Al menos 18 personas han fallecido en Francia, incluido dos niños de 2 y 4 años, quienes quedaron atrapados en un automóvil bajo el sol durante una ola de calor que afecta a Europa y que está estableciendo récords de temperatura en varias ciudades. En respuesta, las autoridades francesas han modificado los horarios de las escuelas para mitigar el impacto del calor extremo.
Este lunes, la ciudad de Burdeos registró temperaturas de 41.9 grados Celsius, lo que llevó a la agencia meteorológica Météo France a emitir alerta roja en 49 departamentos del país.

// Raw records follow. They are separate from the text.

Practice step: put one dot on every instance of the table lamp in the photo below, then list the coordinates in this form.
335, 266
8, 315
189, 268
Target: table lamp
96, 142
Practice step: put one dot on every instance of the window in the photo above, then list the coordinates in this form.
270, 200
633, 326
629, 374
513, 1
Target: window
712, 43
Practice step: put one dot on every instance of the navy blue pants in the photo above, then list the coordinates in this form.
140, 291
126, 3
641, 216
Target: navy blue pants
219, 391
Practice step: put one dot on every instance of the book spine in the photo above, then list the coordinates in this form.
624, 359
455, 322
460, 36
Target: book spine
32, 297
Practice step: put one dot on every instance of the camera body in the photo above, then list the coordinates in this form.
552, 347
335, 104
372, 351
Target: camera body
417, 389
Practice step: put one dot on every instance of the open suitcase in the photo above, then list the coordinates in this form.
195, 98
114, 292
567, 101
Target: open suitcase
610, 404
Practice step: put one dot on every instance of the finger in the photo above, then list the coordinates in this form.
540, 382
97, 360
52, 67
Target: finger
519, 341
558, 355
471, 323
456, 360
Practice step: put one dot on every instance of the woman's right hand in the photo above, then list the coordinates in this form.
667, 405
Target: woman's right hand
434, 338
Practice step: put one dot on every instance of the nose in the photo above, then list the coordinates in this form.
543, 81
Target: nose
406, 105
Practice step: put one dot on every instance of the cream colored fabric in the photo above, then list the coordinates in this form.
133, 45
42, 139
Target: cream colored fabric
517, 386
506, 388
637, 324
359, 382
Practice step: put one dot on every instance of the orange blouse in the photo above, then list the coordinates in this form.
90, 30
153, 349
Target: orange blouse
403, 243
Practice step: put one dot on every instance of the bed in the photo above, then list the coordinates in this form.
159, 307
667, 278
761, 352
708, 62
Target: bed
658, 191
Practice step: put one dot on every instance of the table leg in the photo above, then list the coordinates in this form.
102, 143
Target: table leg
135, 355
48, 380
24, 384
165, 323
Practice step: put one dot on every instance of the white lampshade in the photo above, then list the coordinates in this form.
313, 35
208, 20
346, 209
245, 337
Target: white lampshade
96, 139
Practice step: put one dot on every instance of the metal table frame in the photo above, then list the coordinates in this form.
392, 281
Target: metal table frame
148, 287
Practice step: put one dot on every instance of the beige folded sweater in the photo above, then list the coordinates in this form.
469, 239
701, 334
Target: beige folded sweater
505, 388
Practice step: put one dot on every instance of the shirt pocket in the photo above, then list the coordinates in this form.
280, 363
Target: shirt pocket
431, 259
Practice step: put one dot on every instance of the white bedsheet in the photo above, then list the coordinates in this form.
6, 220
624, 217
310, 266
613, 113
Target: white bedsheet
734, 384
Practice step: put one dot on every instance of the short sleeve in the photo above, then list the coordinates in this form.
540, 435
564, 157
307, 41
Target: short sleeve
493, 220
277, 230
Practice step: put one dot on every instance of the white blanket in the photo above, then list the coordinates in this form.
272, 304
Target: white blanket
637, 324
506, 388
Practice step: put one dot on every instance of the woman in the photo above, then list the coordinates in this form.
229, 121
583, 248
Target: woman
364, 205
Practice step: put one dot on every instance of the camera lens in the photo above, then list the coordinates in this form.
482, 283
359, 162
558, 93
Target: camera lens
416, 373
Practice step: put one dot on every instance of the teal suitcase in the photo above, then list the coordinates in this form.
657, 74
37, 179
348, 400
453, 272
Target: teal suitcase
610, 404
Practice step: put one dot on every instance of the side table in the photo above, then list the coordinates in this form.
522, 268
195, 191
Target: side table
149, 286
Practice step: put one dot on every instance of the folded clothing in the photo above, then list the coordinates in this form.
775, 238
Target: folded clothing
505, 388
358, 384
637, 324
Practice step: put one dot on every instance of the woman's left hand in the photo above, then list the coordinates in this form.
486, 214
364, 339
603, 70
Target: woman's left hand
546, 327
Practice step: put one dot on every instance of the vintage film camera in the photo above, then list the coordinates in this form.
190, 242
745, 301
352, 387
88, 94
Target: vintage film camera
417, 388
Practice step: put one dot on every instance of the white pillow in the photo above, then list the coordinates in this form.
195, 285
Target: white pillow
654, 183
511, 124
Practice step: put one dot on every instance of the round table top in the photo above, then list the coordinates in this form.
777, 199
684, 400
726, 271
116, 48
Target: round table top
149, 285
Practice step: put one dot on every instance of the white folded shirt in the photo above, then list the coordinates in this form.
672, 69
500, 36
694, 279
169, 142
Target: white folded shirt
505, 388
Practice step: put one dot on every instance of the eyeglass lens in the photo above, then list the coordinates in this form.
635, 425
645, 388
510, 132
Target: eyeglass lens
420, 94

Además, en San Sebastián se prevé que las temperaturas alcancen los 40 grados, superando con creces la media histórica para esta fecha.
El fiscal de Carpentras informó que los dos niños fueron encontrados inconscientes por su madre en su coche familiar, lo que ha generado preocupación entre los servicios de emergencia. También se reportó la muerte de tres personas mayores en Burdeos, quienes padecieron problemas de salud vinculados a la ola de calor.
El portavoz del servicio de Seguridad Civil de Francia instó a la población a nadar únicamente en lugares vigilados, tras registrarse 13 ahogamientos en el fin de semana. Las muertes por ahogamiento en el país aumentaron un 172% durante las olas de calor del año pasado, a medida que la gente buscaba refrescarse.
Esta ola de calor, denominada «bloqueo Omega», se caracteriza por una masa de aire caliente centrada en la región, atrayendo aire cálido desde el norte de África. Expertos advierten que el cambio climático está intensificando tanto las olas de calor como las tormentas, elevando las temperaturas y aumentando las precipitaciones en la región.